The Republican establishment is insisting that the BOE have a Republican chair. Moriarty is a Democrat.
The four Republican members of the BOE are expected to fall in line and nominate Barbara O’Neill, who’s served on the BOE barely a year, to replace Moriarty. O’Neill, a lifelong teacher, is a lovely and inspiring person who brings an important perspective to the BOE. But is the chairmanship the right role for her, or the best thing for the BOE, at this juncture? Most likely not.
And is this chairmanship battle the best thing for BOE functioning?
Truth is, this has nothing to do with who’s best for the BOE, or how best to serve our students at this juncture. Nothing to do with quality education. Nothing to do with anything positive. It’s raw party politics, pure and simple. The RTC Republicans don’t want a Democratic chairman, no matter how qualified or how good a job she’s done.

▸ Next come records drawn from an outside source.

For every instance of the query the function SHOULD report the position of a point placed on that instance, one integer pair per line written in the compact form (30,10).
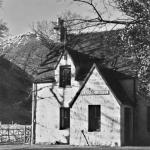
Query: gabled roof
(100,45)
(83,63)
(112,79)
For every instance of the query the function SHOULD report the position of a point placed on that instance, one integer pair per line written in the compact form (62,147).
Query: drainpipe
(82,131)
(34,104)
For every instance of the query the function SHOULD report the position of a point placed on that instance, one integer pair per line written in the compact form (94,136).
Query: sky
(21,14)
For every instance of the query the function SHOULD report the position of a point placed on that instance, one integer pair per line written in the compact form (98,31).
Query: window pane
(94,118)
(64,118)
(65,75)
(148,118)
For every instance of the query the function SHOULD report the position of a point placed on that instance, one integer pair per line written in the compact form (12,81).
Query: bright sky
(20,14)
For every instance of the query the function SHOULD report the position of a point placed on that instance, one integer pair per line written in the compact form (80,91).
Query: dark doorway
(127,126)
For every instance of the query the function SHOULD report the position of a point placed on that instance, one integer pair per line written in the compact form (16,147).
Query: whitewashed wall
(142,135)
(110,133)
(69,92)
(48,109)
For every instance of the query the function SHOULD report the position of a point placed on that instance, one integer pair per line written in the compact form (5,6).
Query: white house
(80,102)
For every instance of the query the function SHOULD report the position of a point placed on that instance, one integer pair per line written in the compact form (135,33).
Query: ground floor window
(64,118)
(94,118)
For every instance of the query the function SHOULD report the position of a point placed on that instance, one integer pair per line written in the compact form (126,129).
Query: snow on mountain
(26,51)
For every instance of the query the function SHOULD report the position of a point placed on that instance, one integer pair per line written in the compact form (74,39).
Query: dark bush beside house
(15,96)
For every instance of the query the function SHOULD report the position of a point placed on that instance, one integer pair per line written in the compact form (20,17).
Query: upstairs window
(65,76)
(148,118)
(64,118)
(94,118)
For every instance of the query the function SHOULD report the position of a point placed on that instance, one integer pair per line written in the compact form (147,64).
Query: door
(128,126)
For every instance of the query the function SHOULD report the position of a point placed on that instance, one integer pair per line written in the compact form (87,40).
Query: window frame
(148,118)
(94,120)
(64,118)
(64,81)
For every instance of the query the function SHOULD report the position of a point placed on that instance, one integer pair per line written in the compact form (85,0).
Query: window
(64,118)
(65,76)
(148,118)
(94,117)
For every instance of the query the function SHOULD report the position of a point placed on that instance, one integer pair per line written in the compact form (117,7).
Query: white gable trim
(85,81)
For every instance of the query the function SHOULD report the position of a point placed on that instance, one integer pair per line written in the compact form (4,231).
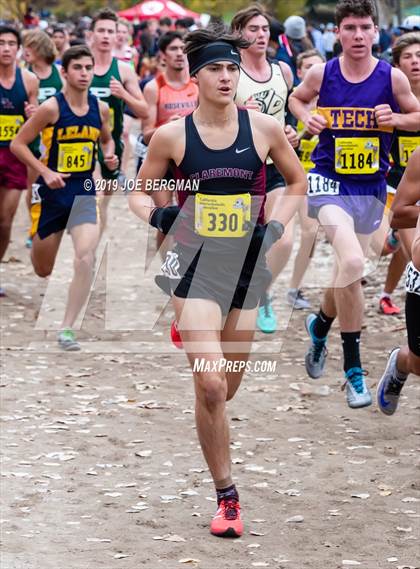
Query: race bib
(75,157)
(320,186)
(9,126)
(306,148)
(222,216)
(412,280)
(406,147)
(356,155)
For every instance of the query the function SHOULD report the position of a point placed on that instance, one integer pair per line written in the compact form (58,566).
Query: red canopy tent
(155,9)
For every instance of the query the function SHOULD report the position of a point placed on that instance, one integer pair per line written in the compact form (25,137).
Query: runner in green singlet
(115,83)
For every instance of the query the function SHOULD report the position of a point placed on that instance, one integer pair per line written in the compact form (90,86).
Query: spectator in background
(328,41)
(165,25)
(184,25)
(385,39)
(411,24)
(316,37)
(60,38)
(293,42)
(146,39)
(124,51)
(387,54)
(30,19)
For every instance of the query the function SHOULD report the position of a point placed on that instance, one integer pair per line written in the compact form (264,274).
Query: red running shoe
(176,336)
(227,521)
(386,306)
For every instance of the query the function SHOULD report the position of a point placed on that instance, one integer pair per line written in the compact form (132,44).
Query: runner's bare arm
(31,83)
(287,162)
(409,119)
(404,209)
(301,100)
(106,140)
(415,249)
(129,91)
(154,167)
(46,114)
(151,96)
(287,74)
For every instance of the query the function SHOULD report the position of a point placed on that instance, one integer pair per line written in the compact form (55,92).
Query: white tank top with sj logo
(271,95)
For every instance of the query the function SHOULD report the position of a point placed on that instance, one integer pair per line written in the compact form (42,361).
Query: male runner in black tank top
(230,148)
(18,100)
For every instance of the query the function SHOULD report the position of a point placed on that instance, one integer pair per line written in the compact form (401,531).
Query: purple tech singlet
(352,156)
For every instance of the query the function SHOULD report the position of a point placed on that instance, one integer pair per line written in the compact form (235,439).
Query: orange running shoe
(386,306)
(176,336)
(227,521)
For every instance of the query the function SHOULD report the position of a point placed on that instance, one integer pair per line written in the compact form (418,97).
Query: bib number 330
(222,216)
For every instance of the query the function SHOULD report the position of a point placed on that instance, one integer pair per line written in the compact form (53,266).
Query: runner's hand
(55,180)
(292,136)
(252,105)
(164,217)
(29,109)
(316,124)
(384,115)
(111,162)
(175,118)
(265,236)
(117,88)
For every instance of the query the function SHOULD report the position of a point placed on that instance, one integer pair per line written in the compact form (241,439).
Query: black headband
(212,52)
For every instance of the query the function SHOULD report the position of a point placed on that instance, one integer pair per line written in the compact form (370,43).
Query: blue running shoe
(266,319)
(316,355)
(358,394)
(389,386)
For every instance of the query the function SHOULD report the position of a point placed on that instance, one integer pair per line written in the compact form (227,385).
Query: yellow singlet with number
(406,147)
(75,157)
(357,155)
(307,147)
(222,216)
(9,126)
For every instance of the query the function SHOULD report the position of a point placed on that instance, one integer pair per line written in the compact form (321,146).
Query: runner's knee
(42,269)
(414,363)
(84,261)
(211,389)
(353,266)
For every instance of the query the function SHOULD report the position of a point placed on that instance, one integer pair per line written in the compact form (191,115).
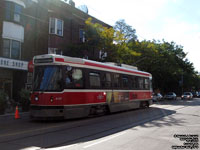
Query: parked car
(170,96)
(157,96)
(187,95)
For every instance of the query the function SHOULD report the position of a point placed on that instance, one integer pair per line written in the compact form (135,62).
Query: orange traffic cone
(17,113)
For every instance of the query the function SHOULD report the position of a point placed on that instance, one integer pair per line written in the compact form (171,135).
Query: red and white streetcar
(67,87)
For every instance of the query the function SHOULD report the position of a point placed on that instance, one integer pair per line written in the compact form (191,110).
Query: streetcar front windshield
(47,78)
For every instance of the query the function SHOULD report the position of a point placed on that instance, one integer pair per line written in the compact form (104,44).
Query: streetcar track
(139,122)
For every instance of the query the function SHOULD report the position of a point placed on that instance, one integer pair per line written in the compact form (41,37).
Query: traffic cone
(17,113)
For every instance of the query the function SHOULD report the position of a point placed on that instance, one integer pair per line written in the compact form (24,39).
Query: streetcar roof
(80,62)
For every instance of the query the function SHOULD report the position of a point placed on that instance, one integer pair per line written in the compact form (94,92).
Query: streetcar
(68,87)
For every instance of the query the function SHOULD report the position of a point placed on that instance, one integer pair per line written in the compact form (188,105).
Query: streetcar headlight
(36,98)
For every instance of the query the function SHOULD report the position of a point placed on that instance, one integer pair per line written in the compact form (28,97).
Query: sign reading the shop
(13,64)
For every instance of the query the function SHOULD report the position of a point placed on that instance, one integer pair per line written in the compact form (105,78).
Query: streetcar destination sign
(13,64)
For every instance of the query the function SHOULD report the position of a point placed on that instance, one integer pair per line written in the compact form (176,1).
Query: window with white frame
(11,49)
(56,26)
(13,11)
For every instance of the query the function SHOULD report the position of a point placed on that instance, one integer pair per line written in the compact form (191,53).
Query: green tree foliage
(168,65)
(109,41)
(128,32)
(166,61)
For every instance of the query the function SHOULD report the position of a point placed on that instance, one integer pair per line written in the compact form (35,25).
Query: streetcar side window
(146,84)
(106,80)
(94,79)
(134,82)
(141,83)
(74,78)
(116,79)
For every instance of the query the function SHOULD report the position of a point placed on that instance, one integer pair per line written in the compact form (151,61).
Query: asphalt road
(163,126)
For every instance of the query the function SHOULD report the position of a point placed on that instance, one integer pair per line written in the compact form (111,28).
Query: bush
(3,102)
(25,99)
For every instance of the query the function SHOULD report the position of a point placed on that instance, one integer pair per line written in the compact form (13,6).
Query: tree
(125,29)
(108,41)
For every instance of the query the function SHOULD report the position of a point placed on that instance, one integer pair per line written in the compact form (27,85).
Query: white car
(187,95)
(157,96)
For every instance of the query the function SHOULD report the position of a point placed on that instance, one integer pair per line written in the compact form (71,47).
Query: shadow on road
(179,102)
(69,132)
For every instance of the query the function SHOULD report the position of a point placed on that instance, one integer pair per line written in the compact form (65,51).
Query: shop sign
(13,64)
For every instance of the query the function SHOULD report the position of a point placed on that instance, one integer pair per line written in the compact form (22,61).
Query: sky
(171,20)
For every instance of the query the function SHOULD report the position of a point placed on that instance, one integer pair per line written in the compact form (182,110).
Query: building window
(82,35)
(11,49)
(56,26)
(6,48)
(13,12)
(17,12)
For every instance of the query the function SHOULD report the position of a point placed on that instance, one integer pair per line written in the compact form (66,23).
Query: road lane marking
(105,140)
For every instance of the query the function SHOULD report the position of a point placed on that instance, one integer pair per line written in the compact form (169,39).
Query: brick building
(34,27)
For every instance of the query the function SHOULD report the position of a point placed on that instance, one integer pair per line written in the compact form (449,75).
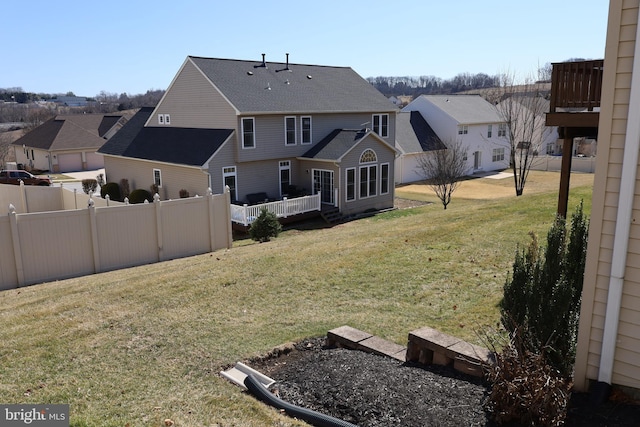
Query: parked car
(15,176)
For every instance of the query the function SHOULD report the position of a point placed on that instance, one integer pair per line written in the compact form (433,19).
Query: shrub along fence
(45,246)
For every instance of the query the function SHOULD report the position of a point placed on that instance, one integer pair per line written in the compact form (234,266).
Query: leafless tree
(522,108)
(5,149)
(444,169)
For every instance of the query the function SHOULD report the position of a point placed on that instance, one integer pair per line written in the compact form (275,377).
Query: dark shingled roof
(186,146)
(414,135)
(253,88)
(75,131)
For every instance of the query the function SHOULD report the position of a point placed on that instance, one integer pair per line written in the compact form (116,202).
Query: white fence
(284,208)
(45,246)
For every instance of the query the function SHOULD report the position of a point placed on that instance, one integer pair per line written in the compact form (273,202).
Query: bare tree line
(28,108)
(431,85)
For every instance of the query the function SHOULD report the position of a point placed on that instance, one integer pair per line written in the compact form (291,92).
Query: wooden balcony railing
(575,87)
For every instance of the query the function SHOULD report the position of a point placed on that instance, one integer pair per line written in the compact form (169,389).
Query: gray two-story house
(259,127)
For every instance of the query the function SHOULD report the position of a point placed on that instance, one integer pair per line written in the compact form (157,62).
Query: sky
(133,46)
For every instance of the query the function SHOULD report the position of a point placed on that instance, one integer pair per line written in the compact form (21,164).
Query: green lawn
(136,346)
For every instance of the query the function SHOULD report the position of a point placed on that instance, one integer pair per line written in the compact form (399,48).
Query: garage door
(94,161)
(70,162)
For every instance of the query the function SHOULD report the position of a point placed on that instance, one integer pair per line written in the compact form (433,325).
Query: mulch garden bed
(370,390)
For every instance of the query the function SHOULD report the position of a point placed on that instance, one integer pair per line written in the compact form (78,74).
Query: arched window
(368,156)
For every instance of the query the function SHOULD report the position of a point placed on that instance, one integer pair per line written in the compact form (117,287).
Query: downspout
(623,222)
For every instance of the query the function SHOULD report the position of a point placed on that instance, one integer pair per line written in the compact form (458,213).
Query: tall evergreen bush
(542,296)
(265,226)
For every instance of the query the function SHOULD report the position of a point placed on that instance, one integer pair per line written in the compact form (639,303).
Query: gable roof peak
(285,87)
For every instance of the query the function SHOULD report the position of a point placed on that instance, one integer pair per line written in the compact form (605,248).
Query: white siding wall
(474,141)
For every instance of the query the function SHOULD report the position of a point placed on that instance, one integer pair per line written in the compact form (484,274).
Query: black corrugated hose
(312,417)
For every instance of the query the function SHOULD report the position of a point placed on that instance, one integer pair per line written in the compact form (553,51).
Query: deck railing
(245,214)
(576,85)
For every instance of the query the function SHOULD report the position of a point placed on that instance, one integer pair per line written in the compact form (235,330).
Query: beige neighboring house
(67,143)
(608,350)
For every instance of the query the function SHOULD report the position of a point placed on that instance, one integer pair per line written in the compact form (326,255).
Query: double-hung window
(290,130)
(305,123)
(381,125)
(229,177)
(248,132)
(157,178)
(351,184)
(497,155)
(384,178)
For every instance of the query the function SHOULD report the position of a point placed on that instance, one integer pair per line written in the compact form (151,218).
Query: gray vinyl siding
(257,177)
(140,175)
(270,131)
(193,102)
(225,157)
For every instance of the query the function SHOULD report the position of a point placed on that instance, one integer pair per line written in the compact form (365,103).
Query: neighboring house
(471,120)
(608,350)
(531,130)
(266,128)
(67,143)
(71,101)
(414,139)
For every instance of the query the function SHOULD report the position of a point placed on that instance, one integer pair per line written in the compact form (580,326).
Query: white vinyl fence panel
(39,247)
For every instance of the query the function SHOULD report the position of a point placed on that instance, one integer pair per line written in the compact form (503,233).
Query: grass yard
(136,346)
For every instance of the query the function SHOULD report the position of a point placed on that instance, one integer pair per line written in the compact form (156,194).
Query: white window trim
(226,174)
(253,120)
(368,167)
(388,173)
(164,119)
(295,131)
(283,165)
(379,131)
(302,141)
(159,183)
(355,185)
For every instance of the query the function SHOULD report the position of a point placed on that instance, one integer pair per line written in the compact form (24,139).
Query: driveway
(75,181)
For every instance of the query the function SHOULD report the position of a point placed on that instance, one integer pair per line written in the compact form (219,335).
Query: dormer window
(164,119)
(381,125)
(248,133)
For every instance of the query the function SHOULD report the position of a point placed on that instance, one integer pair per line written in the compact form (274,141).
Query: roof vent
(264,63)
(286,68)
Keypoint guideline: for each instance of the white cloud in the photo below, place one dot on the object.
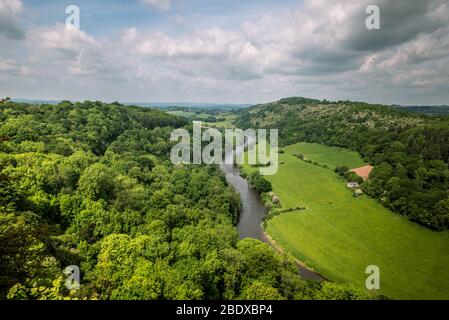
(161, 5)
(9, 21)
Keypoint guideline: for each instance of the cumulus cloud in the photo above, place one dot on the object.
(161, 5)
(9, 21)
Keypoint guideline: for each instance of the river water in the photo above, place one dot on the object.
(253, 211)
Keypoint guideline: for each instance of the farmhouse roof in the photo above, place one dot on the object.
(363, 172)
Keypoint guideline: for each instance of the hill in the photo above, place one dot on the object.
(410, 152)
(339, 235)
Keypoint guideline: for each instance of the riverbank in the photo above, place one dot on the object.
(252, 215)
(340, 236)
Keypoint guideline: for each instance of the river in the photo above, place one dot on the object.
(252, 213)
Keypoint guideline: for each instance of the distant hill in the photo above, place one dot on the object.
(409, 151)
(428, 110)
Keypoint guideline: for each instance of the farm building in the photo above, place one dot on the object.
(363, 172)
(353, 185)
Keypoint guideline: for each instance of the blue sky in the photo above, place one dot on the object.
(225, 51)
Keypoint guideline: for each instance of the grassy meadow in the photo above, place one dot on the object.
(339, 235)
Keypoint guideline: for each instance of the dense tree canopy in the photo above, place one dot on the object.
(90, 184)
(410, 152)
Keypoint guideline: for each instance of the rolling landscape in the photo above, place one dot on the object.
(224, 157)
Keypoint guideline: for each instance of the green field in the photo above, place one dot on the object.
(339, 235)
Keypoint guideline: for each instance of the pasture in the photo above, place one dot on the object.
(339, 235)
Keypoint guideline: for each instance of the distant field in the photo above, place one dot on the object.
(226, 122)
(339, 235)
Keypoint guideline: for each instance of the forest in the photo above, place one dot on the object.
(91, 184)
(409, 152)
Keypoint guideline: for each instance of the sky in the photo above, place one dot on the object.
(231, 51)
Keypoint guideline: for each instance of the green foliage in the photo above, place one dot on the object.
(91, 184)
(259, 183)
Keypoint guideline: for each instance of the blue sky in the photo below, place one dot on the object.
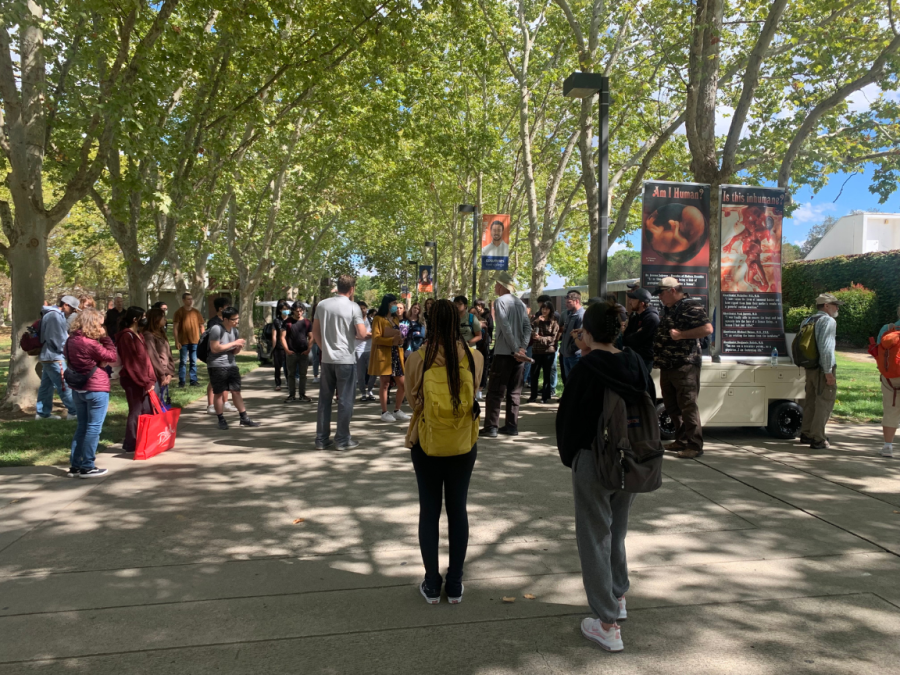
(813, 209)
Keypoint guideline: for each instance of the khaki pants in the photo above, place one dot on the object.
(679, 389)
(818, 405)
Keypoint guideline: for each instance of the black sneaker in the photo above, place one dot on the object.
(432, 596)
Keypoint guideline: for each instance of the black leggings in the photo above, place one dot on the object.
(278, 360)
(450, 476)
(542, 362)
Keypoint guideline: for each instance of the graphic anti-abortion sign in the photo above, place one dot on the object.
(752, 323)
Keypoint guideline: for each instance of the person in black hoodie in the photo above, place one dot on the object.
(601, 516)
(642, 325)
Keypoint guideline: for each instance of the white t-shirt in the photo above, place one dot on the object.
(363, 346)
(338, 318)
(500, 250)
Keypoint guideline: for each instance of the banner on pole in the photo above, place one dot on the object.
(675, 236)
(751, 218)
(495, 242)
(426, 282)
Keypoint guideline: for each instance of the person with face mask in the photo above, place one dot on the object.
(281, 315)
(137, 377)
(386, 360)
(821, 384)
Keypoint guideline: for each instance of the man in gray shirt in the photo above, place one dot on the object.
(821, 384)
(224, 344)
(512, 332)
(338, 324)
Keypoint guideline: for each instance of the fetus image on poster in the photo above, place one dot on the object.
(751, 249)
(676, 232)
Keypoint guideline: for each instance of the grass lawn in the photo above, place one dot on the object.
(859, 391)
(30, 442)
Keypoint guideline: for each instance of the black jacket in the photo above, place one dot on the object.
(640, 331)
(582, 400)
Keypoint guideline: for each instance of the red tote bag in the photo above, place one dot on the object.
(156, 432)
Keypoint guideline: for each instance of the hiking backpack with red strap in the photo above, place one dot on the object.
(888, 359)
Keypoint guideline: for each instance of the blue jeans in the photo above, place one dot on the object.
(188, 351)
(342, 377)
(91, 407)
(52, 378)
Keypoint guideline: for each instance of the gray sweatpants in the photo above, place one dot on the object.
(601, 523)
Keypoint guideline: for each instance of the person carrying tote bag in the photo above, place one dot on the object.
(442, 438)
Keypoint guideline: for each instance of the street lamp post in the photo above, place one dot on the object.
(468, 208)
(583, 85)
(433, 245)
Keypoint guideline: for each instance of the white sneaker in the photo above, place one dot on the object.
(610, 640)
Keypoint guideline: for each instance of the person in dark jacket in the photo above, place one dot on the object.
(88, 350)
(601, 516)
(642, 325)
(137, 377)
(545, 334)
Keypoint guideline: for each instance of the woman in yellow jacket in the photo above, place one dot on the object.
(386, 360)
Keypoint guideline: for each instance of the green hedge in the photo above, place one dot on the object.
(803, 280)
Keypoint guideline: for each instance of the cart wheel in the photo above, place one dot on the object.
(666, 425)
(785, 419)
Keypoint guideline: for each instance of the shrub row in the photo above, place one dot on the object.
(869, 286)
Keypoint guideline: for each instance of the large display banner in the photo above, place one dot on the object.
(495, 242)
(676, 236)
(752, 322)
(426, 282)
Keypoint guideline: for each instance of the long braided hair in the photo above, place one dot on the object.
(443, 333)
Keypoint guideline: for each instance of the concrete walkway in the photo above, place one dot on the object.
(761, 557)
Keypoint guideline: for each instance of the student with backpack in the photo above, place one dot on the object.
(607, 433)
(888, 360)
(813, 349)
(442, 435)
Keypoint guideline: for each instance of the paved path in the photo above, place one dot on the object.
(761, 557)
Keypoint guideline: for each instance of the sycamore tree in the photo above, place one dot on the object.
(67, 74)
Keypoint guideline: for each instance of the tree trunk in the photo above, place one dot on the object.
(28, 264)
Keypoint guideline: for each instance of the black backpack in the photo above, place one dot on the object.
(628, 449)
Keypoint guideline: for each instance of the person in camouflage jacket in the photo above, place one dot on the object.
(677, 354)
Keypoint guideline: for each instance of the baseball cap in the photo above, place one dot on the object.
(641, 294)
(666, 282)
(827, 299)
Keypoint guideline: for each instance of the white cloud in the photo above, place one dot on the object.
(809, 213)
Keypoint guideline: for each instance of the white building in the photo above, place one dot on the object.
(859, 233)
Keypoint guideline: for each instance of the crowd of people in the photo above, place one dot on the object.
(441, 360)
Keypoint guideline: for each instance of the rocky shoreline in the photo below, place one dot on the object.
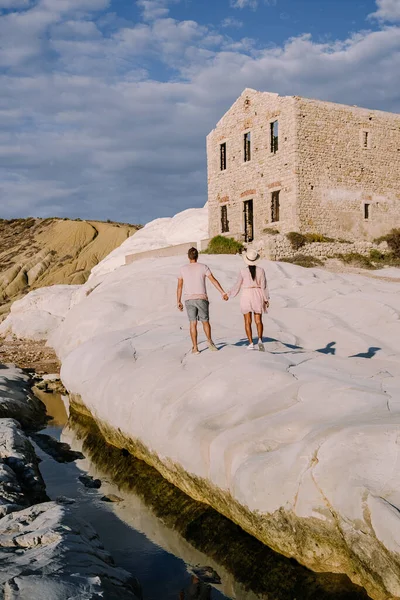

So, if there’s a 4-4 split vote on the BOE Thursday night, as seems likely, then members have 30 days to work things out. If that doesn’t happen, the Board of Selectmen makes the final decision.
Let’s hope it doesn’t go that far. Such turmoil is destructive to the Board and the schools it serves.
To paraphrase Selectman Drew Marzullo’s comment in Lisa Chamoff’s Greenwich Time article today, it’s a shame to see the school board get lost in party politics.
But that’s exactly what’s happening. And this can only be harmful to our Greenwich students.
Hopefully, Republican members of the BOE will rethink this.